Pour Habermas la démocratie libérale est une forme d'organisation du pouvoir politique, donnant à tous des chances égales de participer à la formation de la volonté politique, donc de la volonté générale. La démocratie libérale accorde des droits politiques à chacun par ailleurs. Habermas précise que ces droits sont répartis égalitairement, et ont la même valeur pour tous les citoyens. L’État s'appuie alors sur des formes de droits dites modernes, soit un droit positif, « structuré autour de l'individu », afin d'assurer simultanément l'autonomie des sphères publiques et privées. Il doit ainsi permettre la participation de tous les citoyens et la protection de la sphère privée. Pour Habermas il existe trois caractéristiques majeures et atemporelles de la démocratie libérale :
- Autonomie politique des citoyens par des droits assurant l'égalité, la possibilité d'association et de communication entre les citoyens, élections, et concurrence entre partis
- Autonomie privée des individus donc systèmes de libertés, une protection juridique par tribunaux indépendants et séparation des pouvoirs pour que administration respecte loi et droit.
- L’Espace public comme médiation entre État et société civile par séparation État et société, économie étant régulée par le marché, liberté presse, pluralisme médias.
Dès lors, il apparait un conflit entre ce qui est pensé d’Hegel, ce dont certains penseurs l’accusent et la conception de la démocratie libérale. Tandis que l’un serait à la source des dictatures du XXème responsable de la Seconde Guerre mondiale, l’autre se porte garant des droits naturels, des libertés individuelles, et se revendique héritière du siècle des Lumières.
Ainsi, il convient de s’interroger : l’Etat Hégélien est-il en contradiction avec la démocratie libérale ?
Tout d’abord, nous verrons les différentes caractéristiques de base de l’Etat hégélien, avant d’expliquer en quoi Hegel et son Etat peuvent être vus comme libéraux. Enfin, nous expliquerons en quoi l’Etat hégélien est finalement éloigné du modèle de la démocratie libérale.

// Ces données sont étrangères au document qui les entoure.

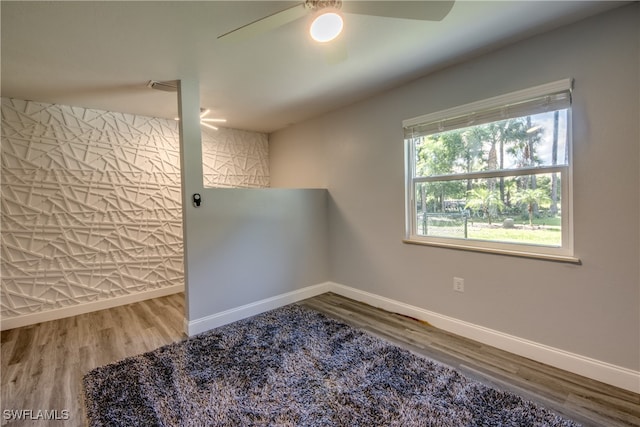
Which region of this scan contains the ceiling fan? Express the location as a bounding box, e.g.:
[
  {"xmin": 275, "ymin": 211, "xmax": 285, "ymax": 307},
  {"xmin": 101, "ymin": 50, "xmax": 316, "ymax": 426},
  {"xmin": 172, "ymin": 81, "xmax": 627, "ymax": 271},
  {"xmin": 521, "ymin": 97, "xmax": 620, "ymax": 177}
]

- L’Etat hégélien, l’avènement de l’Esprit dans la société
- L’Etat
Pour Hegel, l’Idée de « l’Etat moderne » se définit bien plus qu’un simple pouvoir politique, mais comme l’aboutissement de l’évolution humaine. L’Etat est l’incarnation de l’Esprit objectif sur Terre (« L’Etat est le monde que l’Esprit s’est fait lui-même »), donc garant de la vérité objective, et le rapproche donc logiquement de son concept philosophique du Divin (renvoi à la citation du début, en introduction). L’Etat, en tant qu’incarnation de l’Esprit dans la société humaine, a donc un statut de supériorité suprême et il a pour mission de défendre, non pas les droits de quelques-uns (critique des monarchies d’Ancien Régime), mais les droits de tous. Sa mission, sa fin, c’est exclusivement l’universel : par ses actions, il doit uniquement rechercher à atteindre l’universel – qui est à prendre comme l’intérêt général, ce qui est bénéfique à l’ensemble des individus.